After the previous experience with the cooking pots, Gonzalez decided to call the police this time.
“I wanted people to be aware, and I wanted the police to know so that they could watch the neighborhood,” she said.
InsuranceQuotes.com, an online company that enables consumers to compare insurance rates online, reported Wednesday that about 25.9 million Americans – that’s about 8 percent of the population – have had a holiday package delivery stolen from their front porch or doorstep. That’s an increase from the 23.5 million porch thefts reported in a 2015 survey by the online company.
And this holiday season,Americans plan to spend 51 percent of their holiday shopping budget online, said international accounting and consulting firm Deloitte.
The same week Gonzalez discovered that porch pirates had taken her holiday jackets, she found out her neighbors also had been victimized and were talking about the thefts on their Facebook and Nextdoor community pages. One even posted footage of a thief swiping items from their porch.
Across the Triangle, the Chapel Hill Police Department reported about a dozen thefts from the porches and mailboxes of residents.
Jerra Collins, 44, had packages taken from outside her Chapel Hill apartment during the Christmas season last year, police reported.
“Someone actually stole laptops I had purchased for Christmas. The packages were left at my door,” Collins told The News & Observer.
Wake Forest also is receiving reports of porch pirates this year.
“Police say thieves often follow courier trucks and immediately steal items after they are dropped off, so it’s important not to let packages sit around,” said Bill Crabtree, a Wake Forest town spokesman.
Gonzalez intends to show up for her community’s upcoming meeting with a police officer who will discuss how to thwart such thievery.
“It’s evident to me that someone is watching the area and stealing packages,” she said.
Avoid being a victim
By taking the following precautions, people can help avoid porch piracy and other thefts during the holiday season:
▪ Make sure your home is well lit.
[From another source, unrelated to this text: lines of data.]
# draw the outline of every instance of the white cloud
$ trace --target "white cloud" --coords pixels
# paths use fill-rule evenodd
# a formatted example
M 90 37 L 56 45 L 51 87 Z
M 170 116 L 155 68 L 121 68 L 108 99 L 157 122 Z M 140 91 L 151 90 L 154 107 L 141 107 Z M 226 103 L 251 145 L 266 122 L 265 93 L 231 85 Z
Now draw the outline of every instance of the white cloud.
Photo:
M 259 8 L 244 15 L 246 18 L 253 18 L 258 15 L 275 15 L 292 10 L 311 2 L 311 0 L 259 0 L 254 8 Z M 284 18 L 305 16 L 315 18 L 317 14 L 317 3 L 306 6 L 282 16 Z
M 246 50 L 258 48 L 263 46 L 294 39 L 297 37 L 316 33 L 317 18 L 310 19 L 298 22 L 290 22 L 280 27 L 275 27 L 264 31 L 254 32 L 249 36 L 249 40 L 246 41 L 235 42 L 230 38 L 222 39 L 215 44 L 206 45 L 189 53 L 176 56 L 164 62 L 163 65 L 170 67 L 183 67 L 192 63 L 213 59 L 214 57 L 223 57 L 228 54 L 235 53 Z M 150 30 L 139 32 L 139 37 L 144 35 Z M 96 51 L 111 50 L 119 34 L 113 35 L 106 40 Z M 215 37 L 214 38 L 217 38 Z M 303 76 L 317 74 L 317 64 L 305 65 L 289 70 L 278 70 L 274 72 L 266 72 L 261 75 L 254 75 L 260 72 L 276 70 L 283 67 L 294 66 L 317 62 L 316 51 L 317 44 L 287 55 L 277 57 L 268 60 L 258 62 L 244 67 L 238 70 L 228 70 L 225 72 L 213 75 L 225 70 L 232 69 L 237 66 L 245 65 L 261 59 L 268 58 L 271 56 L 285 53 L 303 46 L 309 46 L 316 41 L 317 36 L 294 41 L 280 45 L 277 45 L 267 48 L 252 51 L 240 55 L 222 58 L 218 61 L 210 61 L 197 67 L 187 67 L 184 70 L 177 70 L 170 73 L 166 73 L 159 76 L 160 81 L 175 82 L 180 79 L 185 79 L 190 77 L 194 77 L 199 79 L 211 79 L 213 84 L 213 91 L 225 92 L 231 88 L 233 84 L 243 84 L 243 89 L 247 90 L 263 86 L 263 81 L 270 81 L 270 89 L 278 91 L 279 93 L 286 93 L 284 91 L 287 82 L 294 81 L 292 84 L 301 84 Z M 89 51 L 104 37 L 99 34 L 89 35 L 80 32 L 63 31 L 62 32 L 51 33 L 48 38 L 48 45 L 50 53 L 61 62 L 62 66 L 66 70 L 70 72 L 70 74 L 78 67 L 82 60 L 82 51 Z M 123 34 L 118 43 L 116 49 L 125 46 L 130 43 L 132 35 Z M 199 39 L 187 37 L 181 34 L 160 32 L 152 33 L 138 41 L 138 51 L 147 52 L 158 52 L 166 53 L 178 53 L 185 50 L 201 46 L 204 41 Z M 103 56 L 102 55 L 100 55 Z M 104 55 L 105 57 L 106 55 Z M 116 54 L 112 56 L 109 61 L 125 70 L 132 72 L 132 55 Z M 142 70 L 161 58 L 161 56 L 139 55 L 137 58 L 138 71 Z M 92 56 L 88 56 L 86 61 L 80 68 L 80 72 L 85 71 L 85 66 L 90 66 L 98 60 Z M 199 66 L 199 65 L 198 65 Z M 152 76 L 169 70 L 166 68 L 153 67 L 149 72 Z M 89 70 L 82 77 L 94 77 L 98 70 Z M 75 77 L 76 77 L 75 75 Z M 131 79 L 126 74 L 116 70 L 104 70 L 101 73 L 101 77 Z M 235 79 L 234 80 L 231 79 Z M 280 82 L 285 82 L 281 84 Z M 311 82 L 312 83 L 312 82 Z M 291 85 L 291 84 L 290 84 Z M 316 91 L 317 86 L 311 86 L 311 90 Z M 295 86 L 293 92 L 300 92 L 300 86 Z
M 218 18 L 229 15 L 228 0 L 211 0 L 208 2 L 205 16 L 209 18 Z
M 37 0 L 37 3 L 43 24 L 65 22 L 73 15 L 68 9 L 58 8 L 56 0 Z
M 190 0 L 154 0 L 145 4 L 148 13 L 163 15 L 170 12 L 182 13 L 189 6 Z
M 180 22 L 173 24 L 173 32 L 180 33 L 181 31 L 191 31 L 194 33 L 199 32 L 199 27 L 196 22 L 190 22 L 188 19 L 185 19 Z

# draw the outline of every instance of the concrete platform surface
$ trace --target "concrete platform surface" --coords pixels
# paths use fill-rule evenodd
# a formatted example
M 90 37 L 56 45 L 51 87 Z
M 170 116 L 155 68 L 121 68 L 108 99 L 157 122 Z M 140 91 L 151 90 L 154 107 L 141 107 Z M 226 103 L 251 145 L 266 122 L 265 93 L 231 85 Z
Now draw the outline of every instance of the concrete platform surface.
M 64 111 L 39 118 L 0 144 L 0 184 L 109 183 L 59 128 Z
Turn on outside lights, spotlights, motions lights, etc. Leave several lights on timers while you are away to give your home that lived-in look.
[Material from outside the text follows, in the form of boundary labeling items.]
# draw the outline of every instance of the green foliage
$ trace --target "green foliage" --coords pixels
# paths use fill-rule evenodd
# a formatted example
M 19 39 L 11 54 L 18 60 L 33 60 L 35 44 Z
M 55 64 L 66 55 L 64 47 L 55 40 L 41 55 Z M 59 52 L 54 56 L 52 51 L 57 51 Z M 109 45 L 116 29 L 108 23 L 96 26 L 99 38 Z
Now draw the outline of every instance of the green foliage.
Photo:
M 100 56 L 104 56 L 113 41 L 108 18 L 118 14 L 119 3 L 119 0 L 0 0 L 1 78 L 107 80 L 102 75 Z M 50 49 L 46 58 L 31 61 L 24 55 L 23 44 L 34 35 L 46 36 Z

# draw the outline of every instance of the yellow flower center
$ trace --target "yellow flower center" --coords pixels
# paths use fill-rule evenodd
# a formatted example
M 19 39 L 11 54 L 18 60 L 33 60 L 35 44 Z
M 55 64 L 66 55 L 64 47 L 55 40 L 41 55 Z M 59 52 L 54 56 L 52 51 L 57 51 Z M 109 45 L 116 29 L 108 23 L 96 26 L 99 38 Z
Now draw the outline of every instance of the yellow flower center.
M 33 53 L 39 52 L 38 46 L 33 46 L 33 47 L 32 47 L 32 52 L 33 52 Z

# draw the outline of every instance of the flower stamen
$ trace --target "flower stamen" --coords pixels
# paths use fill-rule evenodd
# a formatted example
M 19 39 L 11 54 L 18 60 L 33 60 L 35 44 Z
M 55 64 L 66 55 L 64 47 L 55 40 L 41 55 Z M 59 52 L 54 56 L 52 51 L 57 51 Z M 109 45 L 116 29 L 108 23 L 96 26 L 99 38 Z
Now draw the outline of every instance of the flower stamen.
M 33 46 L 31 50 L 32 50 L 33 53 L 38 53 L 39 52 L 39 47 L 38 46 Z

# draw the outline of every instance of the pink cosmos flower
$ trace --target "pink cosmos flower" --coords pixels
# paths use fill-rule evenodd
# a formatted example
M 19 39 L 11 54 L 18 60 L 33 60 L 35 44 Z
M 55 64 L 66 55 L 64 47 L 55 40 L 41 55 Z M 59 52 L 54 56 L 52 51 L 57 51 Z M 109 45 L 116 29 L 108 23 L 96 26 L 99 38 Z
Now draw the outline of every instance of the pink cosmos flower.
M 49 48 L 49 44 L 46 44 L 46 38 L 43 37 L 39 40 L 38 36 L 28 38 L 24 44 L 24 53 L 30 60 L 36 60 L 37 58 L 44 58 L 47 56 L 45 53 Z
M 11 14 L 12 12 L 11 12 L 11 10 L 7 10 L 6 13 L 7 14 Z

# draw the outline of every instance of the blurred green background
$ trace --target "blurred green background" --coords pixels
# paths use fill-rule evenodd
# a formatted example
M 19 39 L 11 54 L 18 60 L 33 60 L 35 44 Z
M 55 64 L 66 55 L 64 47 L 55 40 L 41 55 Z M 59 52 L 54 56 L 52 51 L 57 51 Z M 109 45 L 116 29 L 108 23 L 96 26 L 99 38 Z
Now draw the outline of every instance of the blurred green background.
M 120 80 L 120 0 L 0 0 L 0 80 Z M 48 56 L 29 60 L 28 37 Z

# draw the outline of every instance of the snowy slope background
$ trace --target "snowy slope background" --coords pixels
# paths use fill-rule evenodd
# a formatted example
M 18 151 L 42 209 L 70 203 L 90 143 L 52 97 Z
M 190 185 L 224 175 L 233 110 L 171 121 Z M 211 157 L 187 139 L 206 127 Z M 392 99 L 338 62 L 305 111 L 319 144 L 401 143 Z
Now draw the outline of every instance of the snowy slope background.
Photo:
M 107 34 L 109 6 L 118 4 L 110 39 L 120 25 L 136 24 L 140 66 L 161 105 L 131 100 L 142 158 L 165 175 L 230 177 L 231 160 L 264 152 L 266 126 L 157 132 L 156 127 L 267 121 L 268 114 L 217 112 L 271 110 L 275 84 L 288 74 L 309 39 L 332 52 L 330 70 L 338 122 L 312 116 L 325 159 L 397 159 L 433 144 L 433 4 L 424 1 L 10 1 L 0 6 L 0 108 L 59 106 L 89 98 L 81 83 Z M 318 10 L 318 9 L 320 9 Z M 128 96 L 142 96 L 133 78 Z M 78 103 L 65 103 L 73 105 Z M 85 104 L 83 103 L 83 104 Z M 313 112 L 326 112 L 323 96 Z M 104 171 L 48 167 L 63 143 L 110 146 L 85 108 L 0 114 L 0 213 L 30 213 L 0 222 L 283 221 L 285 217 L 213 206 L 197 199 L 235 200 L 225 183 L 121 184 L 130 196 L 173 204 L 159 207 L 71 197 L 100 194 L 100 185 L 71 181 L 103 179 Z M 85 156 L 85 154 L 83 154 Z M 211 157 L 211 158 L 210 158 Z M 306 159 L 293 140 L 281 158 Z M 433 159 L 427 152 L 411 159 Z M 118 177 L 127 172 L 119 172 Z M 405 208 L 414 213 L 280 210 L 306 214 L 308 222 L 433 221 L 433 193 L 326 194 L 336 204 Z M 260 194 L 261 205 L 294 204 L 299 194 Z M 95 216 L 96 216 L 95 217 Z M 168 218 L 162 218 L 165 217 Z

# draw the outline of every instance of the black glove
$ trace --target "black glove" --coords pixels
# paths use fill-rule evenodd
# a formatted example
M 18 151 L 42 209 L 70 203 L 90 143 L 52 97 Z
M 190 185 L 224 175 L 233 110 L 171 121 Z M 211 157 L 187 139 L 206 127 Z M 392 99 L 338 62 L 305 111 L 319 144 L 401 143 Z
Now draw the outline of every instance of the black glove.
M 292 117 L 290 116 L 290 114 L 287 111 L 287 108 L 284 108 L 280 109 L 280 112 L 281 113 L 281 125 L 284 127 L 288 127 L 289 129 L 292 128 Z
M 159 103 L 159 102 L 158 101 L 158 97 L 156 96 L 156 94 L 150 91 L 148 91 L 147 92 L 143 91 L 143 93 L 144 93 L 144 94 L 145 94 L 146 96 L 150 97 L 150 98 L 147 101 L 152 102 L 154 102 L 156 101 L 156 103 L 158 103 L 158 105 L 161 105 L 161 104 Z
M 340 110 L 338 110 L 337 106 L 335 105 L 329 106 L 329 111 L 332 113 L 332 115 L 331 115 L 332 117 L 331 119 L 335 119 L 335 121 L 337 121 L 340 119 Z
▪ Keep all shrubbery trimmed. Do not allow shrubbery to conceal windows or doors.
▪ Remove anything a burglar could climb up on to gain entry or use to knock out a window or door; items such as ladders, tools, tables and chairs.
▪ Don’t leave garage roll-down doors open, even while you are home or while you are doing yard work.
▪ Use a deadbolt lock to secure your doors. A double cylinder lock, which requires a key on both sides to unlock, should be used if glass is near the lock.
▪ If you are going away, contact a trusted neighbor or friend to pick up your mail, newspapers and other delivered items.
▪ Try not to leave gifts in open view. This is an invitation to burglars.
▪ Don’t advertise new gifts or purchases. Break up cartons before leaving them at the curb or dispose of them another way the morning of trash pickup.
▪ Don’t forget to engrave new gifts or purchases with your driver’s license number.
▪ Don’t open your door to strangers. Be wary of solicitors and salespersons. If a stranger asks to use your telephone, tell them to stay outside, lock the door behind you and make the call for them. Never let a stranger inside your home.
▪ Don’t give any information about yourself or your neighbor to a stranger.